Mill hands’ lives were dominated by the factory that loomed as a giant structure near their small clapboard homes. Their daily routine hardly varied as owners sought to create a tractable work force. Supervisors roamed the mills making sure that carders, spinners, weavers, and doffers were fully engaged in their tasks.  Breaks were few, and women complained that they hardly had time to relieve themselves before a supervisor accused them of malingering. Discipline could include cursing, yelling, and jerking children around who may have fallen asleep or simply acted in a childish manner. 

Jobs were usually sex and race segregated; the only jobs available to black men were in the basement where they opened the bales of cotton. In the upper floors white men and women often shared jobs as weavers, while women and children worked together as spinners and doffers – replacing spools of thread and tying broken ends.  Men were always supervisors over women and women earned half to two-thirds what men earned; children earned even less.  In patriarchal replication of family life, white men held authority over women and children, but the fact that no man could earn a wage high enough to support his family; that his wife and children had to work, undermined male authority and sometimes led to domestic abuse, racial rancor, and the support of political demagogues.   

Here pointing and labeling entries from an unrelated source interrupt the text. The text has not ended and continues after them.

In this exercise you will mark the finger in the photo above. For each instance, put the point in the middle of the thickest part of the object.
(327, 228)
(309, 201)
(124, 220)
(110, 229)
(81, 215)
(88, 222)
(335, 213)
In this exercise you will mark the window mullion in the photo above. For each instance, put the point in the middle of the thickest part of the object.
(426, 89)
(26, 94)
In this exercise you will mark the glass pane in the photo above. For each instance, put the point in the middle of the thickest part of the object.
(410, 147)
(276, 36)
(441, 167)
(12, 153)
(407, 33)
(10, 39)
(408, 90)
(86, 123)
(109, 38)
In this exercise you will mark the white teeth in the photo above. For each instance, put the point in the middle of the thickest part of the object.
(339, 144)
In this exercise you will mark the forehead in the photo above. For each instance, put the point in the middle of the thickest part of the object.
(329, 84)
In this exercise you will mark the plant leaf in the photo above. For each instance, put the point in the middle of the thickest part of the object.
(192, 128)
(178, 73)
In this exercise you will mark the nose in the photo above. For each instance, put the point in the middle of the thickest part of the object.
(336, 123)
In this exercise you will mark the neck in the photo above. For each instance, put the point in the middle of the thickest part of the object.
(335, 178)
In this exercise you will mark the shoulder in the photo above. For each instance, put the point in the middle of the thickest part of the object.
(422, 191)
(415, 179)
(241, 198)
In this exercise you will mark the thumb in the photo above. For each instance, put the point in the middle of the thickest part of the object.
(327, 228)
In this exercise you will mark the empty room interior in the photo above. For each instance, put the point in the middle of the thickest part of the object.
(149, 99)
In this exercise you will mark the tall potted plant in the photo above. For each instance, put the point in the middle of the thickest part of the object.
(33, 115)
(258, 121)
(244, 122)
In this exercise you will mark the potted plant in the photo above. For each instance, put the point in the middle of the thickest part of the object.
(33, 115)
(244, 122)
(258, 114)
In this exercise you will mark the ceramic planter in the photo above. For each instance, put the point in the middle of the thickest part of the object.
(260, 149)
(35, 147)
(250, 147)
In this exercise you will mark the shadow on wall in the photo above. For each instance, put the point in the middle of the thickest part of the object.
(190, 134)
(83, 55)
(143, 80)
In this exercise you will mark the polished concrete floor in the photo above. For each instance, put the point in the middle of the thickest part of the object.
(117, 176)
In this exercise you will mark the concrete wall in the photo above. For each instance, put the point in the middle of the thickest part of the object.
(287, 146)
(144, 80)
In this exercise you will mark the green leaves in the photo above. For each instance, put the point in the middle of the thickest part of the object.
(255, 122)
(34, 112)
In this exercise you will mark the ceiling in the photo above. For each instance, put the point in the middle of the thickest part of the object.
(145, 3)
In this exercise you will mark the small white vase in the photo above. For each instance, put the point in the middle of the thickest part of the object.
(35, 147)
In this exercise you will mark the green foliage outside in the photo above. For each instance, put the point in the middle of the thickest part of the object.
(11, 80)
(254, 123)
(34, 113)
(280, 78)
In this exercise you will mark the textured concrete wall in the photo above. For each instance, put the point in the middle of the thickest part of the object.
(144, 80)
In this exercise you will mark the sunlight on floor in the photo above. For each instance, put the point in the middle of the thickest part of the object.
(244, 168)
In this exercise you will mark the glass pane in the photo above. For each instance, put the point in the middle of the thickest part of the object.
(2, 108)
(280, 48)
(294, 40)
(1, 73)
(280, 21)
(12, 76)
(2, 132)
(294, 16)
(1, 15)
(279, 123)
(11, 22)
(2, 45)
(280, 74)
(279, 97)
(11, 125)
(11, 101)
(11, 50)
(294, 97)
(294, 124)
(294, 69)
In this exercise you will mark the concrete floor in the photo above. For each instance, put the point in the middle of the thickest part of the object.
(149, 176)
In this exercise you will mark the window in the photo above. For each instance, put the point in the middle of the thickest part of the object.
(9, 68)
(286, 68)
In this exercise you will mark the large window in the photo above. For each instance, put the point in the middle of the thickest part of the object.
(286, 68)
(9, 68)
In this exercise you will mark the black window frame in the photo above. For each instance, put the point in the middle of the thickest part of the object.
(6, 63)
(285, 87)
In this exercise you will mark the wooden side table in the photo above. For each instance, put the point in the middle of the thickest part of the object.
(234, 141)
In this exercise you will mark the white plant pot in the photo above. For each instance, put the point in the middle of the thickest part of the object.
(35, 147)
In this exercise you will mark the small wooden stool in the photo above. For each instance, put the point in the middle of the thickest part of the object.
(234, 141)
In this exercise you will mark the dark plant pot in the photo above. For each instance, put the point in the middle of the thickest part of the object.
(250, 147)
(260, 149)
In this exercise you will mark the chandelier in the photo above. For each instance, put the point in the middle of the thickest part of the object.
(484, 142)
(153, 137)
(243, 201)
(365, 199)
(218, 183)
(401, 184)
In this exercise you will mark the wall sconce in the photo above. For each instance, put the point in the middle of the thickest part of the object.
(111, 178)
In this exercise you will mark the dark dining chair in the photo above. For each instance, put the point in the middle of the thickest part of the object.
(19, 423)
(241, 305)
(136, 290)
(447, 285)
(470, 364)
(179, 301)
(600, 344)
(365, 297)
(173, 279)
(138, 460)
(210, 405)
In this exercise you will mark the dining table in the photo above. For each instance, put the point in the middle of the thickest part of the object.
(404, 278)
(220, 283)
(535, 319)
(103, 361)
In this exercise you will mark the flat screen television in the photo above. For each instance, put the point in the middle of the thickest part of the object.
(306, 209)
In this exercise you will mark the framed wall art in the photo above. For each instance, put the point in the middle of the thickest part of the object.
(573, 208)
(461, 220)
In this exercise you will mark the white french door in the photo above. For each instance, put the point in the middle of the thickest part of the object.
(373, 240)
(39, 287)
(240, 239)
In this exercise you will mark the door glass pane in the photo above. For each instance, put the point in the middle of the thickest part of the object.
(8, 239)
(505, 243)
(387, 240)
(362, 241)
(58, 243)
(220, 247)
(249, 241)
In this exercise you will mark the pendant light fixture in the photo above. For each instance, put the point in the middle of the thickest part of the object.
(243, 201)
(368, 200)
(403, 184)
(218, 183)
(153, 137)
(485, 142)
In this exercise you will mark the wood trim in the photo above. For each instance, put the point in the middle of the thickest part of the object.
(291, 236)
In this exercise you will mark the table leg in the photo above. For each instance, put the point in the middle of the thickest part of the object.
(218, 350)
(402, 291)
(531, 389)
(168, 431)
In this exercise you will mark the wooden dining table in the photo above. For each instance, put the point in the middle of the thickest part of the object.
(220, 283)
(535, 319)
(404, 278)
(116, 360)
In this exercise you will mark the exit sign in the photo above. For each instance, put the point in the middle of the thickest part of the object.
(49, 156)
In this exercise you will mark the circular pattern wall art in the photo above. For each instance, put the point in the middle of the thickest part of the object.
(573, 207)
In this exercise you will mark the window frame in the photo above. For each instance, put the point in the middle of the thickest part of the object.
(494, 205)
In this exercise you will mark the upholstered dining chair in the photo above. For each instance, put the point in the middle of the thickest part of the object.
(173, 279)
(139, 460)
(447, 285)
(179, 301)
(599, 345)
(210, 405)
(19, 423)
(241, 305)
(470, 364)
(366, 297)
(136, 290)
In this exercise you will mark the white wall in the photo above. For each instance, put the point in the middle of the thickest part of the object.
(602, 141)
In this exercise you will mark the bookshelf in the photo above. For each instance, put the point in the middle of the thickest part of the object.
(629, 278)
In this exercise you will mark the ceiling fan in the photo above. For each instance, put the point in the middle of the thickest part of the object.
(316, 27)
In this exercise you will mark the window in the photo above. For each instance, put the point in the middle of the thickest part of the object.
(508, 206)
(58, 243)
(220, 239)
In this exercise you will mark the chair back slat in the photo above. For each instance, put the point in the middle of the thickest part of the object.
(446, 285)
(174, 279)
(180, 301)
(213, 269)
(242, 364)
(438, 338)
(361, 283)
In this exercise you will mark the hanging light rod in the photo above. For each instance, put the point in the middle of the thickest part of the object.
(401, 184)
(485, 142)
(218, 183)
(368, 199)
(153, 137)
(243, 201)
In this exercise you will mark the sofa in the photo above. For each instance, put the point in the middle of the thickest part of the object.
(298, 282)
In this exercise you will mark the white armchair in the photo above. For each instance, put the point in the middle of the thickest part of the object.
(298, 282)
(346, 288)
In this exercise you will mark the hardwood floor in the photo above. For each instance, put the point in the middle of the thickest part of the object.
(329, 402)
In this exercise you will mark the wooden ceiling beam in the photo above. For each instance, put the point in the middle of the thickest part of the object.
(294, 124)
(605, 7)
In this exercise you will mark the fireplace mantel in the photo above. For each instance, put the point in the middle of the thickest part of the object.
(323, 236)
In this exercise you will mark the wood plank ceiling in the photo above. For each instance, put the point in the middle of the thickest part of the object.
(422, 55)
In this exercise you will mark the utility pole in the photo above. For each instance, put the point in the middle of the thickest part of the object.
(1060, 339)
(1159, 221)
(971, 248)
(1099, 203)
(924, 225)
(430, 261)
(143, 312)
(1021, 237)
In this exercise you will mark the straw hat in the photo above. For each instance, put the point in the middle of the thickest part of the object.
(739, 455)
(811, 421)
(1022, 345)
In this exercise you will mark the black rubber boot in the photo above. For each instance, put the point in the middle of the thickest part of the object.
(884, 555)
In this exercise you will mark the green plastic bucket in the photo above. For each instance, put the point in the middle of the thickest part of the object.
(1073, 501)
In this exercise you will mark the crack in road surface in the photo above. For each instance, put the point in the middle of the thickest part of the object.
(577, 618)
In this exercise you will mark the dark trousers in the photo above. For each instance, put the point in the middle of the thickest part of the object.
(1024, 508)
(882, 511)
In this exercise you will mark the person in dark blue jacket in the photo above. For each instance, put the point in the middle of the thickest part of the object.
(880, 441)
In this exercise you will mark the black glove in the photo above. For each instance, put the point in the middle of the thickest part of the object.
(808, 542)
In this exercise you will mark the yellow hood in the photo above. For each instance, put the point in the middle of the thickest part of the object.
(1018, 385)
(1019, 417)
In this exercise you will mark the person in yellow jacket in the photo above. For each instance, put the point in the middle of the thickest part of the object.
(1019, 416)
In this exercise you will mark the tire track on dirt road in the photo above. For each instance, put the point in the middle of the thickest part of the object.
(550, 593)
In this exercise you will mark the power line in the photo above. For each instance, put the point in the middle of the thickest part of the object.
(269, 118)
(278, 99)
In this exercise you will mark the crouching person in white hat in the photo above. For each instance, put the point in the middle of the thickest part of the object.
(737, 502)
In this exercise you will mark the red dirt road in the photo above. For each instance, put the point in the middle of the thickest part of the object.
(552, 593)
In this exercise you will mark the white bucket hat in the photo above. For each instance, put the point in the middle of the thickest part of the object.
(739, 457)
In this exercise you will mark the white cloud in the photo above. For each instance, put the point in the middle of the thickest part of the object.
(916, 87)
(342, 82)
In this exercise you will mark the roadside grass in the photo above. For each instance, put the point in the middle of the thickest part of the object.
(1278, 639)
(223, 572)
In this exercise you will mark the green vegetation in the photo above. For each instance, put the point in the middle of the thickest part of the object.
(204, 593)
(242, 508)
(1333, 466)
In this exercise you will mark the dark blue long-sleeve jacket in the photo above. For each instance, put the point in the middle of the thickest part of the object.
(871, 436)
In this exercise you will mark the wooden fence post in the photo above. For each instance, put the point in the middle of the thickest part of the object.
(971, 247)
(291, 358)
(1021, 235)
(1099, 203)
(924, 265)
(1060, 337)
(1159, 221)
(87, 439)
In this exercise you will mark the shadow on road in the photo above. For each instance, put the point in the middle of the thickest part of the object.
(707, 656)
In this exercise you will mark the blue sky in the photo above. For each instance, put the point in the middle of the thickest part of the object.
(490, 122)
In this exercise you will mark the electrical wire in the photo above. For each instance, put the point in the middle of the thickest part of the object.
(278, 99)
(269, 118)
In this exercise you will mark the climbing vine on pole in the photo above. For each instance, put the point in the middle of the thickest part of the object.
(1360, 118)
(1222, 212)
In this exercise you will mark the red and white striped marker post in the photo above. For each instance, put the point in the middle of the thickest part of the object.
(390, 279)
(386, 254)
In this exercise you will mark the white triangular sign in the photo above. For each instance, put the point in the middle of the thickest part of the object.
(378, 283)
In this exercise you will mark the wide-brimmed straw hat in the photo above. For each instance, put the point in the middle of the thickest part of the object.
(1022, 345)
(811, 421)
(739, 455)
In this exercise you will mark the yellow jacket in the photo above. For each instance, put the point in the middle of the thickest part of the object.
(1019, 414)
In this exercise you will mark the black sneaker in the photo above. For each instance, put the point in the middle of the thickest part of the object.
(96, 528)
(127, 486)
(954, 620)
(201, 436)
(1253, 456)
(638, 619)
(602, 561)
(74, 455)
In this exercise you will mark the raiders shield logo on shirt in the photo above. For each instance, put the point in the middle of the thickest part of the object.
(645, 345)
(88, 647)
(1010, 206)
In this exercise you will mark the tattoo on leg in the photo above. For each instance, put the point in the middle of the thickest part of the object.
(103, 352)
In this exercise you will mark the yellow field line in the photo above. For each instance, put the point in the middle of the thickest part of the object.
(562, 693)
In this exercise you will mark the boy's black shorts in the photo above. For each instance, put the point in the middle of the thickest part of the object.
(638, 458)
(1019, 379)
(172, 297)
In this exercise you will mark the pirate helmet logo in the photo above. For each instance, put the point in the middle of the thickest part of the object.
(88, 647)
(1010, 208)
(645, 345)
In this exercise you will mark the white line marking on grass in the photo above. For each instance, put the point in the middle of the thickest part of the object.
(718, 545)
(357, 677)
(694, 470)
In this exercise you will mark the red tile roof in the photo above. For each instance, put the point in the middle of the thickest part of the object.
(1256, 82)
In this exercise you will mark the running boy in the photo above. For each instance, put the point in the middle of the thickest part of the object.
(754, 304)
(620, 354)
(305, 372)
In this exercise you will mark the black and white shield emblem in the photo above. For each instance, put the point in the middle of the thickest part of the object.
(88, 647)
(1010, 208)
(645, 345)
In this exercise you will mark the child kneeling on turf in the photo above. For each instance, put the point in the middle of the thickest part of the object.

South Carolina Governor Cole Blease, who used racist language to remind poor textile workers that their whiteness made them superior to any African American, including a black college professor, handily won the white male mill worker vote, while doing nothing to improve their lot.   Such ideology coupled with the mill system perpetuated poverty, led to extreme controls in the form of vigilante justice, and kept women and children in menial and subservient positions. The tendencies to strike for better wages and improved working conditions did not materialize until after World War I, but the labor agitation almost never succeeded in gains for the workers.